Saturday, October 06, 2007

Thick, thin, and Office Live

The new Office Live is out and seems to be getting widely panned.

Mike Arrington says, "Microsoft has failed to understand the real power of Google Docs - easy, no hassle document creation, collaboration and access from the browser."

Richard MacManus writes, "Is this what Microsoft's answer to the Web Office is - tacked on features to its all-powerful desktop suite?"

But, the ever contrarian Nick Carr responds to Richard:
Well, yes, that's precisely what Microsoft's answer is. And while MacManus is right that Microsoft's offering is "messy" and even "muddled," one should not underestimate the company's ability to shape the market by tacking features onto its "all-powerful desktop suite." It's a strategy, after all, that has served the company well many times in the past.

Microsoft's online offering does not have to be better than, say, Google's; it just has to be (a) more convenient for typical business users with (b) good enough functionality.
Why Microsoft should do more than bolt features on to Office if those features are sufficient to undermine the appeal of switching elsewhere?

If you are collaborating a lot on documents, you could switch to Google Docs. Or, you could just get by using the beast with which you and all your colleagues already are familiar, Microsoft Office, with all its additional features. Office Live appears to be an attempt to add just enough collaboration to reduce the appeal of switching to Google Docs. Not a bad strategy.

As for Mike's point, well, yes, but Microsoft does not want everything to move to the browser. Their entire business depends on a thick client -- a PC loaded with code and data -- having more value than a thin client.

I am reminded of Upton Sinclair's words: "It is difficult to get a man to understand something when his salary depends on his not understanding it." Likewise, it will be difficult to get Microsoft to promote apps running in the browser when their business depends on maintaining the value of a heavyweight desktop machine.

Update: I want to be clear that there is a difference between analyzing Microsoft's strategy and endorsing it. I am not rooting for Microsoft or anyone else here, just trying to understand why they do what they do.


Toby DiPasquale said...

I wonder how this will play out with Mac and Linux users who typically don't plunk down the $300 it costs for MS Office. I've been using GDocs for about a year now and it does everything I would need and I can collaborate with others with the push of a button (the real killer app for bicoastal work). Hell, it even does some things better (e.g. showing me Japanese characters).

The other thing is that people using other Google apps (Gmail in particular) will be well integrated with Google Docs. Its one click to open an MS doc you get in Gmail with GDocs. If I'm not already using Exchange and Google can open all the docs I'm sent and they can export them to the format the rest of the world is used to, why am I buying Microsoft Office again?

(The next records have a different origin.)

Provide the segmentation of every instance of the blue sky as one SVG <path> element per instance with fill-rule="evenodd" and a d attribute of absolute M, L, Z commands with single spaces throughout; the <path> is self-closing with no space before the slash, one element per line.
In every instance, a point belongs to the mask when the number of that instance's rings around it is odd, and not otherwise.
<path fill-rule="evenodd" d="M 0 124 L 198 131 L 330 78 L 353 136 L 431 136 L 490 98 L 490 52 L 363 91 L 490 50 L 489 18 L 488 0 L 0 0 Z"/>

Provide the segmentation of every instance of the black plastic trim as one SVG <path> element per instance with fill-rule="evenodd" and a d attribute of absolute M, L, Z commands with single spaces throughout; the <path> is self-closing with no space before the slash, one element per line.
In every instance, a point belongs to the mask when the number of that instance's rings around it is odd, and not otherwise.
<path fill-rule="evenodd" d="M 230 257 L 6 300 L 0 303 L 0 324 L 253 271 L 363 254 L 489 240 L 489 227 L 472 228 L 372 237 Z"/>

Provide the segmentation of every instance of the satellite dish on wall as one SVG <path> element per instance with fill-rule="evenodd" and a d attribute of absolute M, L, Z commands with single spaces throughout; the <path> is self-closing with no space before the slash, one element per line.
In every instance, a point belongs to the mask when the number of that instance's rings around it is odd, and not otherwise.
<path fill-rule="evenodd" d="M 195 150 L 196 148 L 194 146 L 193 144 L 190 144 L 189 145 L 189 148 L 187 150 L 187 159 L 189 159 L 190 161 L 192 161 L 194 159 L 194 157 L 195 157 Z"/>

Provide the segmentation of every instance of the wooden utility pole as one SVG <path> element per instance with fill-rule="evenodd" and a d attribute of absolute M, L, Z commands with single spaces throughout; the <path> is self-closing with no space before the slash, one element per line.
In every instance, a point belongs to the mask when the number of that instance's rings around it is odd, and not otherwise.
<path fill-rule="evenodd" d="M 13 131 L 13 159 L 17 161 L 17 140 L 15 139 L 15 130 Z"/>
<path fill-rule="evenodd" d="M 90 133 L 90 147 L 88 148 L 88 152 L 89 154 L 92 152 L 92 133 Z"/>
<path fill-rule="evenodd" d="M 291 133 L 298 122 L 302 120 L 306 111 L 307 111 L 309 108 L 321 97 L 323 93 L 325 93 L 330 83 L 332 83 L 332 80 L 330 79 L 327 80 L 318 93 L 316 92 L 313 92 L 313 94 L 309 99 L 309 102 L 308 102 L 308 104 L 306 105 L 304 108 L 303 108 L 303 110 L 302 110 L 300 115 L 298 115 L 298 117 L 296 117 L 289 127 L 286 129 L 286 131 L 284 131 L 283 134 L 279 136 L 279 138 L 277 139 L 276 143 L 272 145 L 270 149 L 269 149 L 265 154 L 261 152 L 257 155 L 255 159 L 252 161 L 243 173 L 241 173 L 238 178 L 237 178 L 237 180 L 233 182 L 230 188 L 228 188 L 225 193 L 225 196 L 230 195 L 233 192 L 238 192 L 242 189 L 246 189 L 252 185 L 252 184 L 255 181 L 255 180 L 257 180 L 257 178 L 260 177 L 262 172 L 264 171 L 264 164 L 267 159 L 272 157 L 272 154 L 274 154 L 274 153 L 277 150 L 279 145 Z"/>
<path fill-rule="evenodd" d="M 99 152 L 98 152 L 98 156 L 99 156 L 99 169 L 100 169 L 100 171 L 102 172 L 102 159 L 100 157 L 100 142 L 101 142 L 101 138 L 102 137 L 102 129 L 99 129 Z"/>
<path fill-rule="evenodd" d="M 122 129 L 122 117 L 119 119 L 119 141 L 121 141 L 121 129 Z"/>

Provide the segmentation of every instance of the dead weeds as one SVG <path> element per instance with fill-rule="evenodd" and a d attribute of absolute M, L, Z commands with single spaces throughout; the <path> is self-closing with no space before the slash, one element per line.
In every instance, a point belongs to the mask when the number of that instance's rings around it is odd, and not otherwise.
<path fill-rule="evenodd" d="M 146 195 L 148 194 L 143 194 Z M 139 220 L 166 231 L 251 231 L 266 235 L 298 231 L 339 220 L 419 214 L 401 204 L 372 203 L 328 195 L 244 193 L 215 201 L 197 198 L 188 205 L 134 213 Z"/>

Lets not forget how DEC left this world: they forgot about the bottom of the market. MS is doing the same right now with this release.

Greg Linden said...

Hi, Codeslinger. That's a good point about chipping away at the bottom of the market.

I only have MS Office installed on a small fraction of my machines (and not the latest version at that). I use OpenOffice and Google Docs frequently.

On the other hand, you and I are geeks and fairly tolerant of problems that arise when not using Microsoft Office. The mainstream users of the world, especially those using Microsoft Office in in a business setting, may view even a small hassle with compatibility as worth a couple hundred dollars to avoid.